Addressing Mortality in Fiction
I must say after the Slaughter debacle, I have changed my views about the mortality of fictional characters. I’d prefer not to see a favorite character killed off but if the plot calls for it and this action brings some value to the story and/or series, I can’t argue too much against it. On the other extreme, what about those authors who never kill off characters? I ran across this article dated 2006 where author Benjamin Webb seems to have a problem with killing off characters, period, in his own stories.
Webb, 26, was praised as a “literary wunderkind” by Newsweek in 2003 after his ambitious first novel, a 452-page account of five generations of a Norwegian–American farm family living in Minnesota. Yet it slowly dawned on readers of his even more ambitious 579-page sequel that the penetratingly insightful young writer had no intention of addressing the mortality of his characters.
You know the grandfather character who was something like 84 in 1973?” said Chicago resident Kaya Bishop, who was referring to family patriarch Per Kjellstad. “The book goes to the modern day, and he’s still alive.”
“Why is he still alive?” she added.
Why, indeed. It’s been a long held belief that killing off major characters breaks the trust between the author and reader. But look at it this way, would you want characters (minor or major) to live forever even though you know it’s not realistic?
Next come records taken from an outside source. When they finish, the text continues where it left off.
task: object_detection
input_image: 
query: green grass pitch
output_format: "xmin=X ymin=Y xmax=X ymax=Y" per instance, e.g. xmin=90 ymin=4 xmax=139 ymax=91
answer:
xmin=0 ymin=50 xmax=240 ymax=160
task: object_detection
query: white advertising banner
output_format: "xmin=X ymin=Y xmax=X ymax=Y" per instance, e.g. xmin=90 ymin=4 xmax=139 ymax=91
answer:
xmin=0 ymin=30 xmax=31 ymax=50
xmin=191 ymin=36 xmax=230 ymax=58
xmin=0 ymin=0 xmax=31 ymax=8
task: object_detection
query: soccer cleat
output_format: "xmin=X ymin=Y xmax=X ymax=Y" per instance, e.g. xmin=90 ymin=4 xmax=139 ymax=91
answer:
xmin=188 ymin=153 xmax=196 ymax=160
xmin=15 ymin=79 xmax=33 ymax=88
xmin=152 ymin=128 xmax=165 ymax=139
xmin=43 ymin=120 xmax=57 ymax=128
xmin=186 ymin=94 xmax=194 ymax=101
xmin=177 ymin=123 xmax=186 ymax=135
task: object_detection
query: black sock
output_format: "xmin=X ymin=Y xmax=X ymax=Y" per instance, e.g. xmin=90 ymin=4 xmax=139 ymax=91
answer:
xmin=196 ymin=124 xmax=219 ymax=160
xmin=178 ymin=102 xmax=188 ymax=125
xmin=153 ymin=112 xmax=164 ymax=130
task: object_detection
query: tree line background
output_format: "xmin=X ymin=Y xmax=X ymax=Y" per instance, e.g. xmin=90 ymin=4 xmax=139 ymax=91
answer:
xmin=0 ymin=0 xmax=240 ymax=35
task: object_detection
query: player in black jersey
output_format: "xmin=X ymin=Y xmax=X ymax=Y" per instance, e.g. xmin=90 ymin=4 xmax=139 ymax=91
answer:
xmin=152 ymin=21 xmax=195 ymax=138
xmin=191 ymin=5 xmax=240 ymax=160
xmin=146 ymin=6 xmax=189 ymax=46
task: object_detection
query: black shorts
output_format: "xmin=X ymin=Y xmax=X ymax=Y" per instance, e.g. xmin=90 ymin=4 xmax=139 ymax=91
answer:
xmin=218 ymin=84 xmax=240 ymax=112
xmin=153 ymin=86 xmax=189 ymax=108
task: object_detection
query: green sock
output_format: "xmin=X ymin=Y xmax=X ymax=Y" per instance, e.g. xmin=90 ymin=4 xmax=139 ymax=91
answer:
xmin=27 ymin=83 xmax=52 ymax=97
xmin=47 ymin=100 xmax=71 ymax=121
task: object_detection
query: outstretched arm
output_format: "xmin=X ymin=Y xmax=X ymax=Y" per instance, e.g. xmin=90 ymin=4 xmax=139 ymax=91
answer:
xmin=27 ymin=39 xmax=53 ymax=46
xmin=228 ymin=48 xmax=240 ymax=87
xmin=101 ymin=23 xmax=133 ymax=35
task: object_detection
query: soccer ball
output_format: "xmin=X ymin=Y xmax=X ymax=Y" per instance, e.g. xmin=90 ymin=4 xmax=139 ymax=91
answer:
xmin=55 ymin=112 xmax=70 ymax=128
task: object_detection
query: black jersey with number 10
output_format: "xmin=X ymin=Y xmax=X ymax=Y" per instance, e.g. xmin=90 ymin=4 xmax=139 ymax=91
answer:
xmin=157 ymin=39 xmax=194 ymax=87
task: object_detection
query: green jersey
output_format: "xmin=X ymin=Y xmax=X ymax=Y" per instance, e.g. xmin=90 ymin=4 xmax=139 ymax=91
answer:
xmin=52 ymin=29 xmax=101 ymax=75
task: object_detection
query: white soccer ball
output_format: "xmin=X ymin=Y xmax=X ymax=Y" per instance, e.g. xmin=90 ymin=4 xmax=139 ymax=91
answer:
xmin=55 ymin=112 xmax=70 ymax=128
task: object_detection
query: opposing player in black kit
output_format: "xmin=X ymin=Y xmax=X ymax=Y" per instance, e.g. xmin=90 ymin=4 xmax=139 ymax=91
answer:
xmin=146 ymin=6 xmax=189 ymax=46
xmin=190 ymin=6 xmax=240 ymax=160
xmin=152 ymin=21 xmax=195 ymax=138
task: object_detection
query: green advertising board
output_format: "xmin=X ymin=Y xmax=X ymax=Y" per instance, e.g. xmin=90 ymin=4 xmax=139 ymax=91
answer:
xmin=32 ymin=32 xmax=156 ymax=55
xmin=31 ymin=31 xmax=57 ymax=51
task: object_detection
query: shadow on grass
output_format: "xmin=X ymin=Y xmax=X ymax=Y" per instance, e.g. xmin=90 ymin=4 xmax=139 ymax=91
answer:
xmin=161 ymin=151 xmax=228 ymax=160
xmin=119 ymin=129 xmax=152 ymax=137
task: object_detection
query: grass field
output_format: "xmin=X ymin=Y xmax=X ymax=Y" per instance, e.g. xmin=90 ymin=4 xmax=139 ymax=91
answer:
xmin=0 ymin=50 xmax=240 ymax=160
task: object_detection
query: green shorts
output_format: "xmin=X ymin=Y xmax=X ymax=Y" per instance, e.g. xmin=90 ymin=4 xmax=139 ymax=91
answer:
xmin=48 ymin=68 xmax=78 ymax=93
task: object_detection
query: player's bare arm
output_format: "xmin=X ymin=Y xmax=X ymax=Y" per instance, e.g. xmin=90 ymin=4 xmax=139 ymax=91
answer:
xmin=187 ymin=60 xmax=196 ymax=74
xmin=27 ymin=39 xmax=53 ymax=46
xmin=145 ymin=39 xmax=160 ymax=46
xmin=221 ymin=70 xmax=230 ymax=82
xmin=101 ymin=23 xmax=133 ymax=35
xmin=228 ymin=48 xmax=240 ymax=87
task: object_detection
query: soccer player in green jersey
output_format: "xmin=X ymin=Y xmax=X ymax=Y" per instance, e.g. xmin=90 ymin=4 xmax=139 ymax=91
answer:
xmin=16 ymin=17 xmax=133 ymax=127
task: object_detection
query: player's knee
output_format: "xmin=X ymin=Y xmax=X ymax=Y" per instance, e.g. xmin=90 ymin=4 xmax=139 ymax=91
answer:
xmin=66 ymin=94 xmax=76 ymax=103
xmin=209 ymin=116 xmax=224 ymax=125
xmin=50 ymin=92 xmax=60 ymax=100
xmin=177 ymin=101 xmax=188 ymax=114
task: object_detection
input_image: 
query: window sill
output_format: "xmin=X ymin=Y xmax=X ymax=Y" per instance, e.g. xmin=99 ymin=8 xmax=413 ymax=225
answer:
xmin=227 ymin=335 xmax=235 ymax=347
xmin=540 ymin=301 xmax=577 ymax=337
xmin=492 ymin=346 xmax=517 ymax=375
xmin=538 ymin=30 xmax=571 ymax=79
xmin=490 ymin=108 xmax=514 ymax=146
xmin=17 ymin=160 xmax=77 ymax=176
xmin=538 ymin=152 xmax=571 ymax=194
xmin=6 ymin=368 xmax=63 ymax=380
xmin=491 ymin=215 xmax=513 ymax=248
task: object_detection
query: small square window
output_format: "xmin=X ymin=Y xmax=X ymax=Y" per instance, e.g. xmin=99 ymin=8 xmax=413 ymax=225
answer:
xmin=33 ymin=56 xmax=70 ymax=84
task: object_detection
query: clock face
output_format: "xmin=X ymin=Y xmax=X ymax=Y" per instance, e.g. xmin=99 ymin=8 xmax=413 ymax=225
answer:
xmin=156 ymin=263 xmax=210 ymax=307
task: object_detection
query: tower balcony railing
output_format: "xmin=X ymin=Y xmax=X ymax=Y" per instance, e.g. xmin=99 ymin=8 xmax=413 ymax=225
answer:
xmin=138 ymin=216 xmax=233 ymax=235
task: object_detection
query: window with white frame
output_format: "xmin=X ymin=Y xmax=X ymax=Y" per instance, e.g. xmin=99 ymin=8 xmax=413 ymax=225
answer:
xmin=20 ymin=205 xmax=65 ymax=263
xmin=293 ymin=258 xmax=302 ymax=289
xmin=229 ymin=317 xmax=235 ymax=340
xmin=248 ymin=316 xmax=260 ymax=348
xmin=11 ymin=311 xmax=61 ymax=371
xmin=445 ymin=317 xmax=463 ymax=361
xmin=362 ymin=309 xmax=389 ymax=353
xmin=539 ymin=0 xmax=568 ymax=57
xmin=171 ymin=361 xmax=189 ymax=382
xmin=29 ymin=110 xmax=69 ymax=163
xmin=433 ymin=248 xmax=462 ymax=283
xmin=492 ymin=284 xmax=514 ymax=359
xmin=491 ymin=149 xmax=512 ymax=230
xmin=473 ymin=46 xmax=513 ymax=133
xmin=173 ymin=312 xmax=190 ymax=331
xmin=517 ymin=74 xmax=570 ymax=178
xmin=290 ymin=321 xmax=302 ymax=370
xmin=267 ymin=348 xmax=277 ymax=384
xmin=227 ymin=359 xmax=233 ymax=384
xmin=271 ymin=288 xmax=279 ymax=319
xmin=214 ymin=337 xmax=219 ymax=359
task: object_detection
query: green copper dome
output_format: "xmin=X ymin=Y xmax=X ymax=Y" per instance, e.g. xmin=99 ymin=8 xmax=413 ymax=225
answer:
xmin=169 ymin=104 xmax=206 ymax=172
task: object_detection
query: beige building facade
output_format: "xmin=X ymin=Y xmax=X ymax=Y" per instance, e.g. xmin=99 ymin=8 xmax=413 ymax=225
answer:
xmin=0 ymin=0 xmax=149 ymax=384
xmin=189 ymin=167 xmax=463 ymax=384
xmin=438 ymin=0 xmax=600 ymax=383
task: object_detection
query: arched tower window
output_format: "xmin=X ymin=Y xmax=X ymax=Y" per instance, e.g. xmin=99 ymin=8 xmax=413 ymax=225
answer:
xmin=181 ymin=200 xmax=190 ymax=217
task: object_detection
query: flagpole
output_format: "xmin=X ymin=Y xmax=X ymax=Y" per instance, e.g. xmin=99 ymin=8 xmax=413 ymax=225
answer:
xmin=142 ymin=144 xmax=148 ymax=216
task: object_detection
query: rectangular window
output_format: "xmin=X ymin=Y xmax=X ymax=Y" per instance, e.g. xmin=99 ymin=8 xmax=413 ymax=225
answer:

I’m sure most readers would be up in arms if Roarke was killed in J.D. Robb’s bestselling, ongoing In Death series. I don’t know what this says about us as readers who feel as if death has no place in our fiction reading. I know many readers say that they read to escape fiction well so do I but I know I wouldn’t want to still be reading a series that doesn’t change, doesn’t evolve or have characters who seem to live forever. Those kinds of series, stories tend to be stagnate to me.
I’ve come to accept Karin Slaughter’s decision. Whether she did the right thing or not, only her fans can answer that. I love her Will Trent series and I am prepared for anything. As long as I am outside of the romance genre, I know there is not a obligated contract to keep everybody alive or to end on a happy note. In the end though, it’s about trust, trust in the author’s vision and direction. If you fully invest yourself in a series and trust the author’s vision, it really doesn’t matter how many people he/she kill off. Some of my favorite authors including Diana Norman have killed off characters that I wasn’t expecting. As gut wrenching as it was, I accepted it. Addressing mortality in fiction isn’t such a bad thing necessarily. It’s not fun but it is realistic and I’ve just learned to accept it and move on. How about you?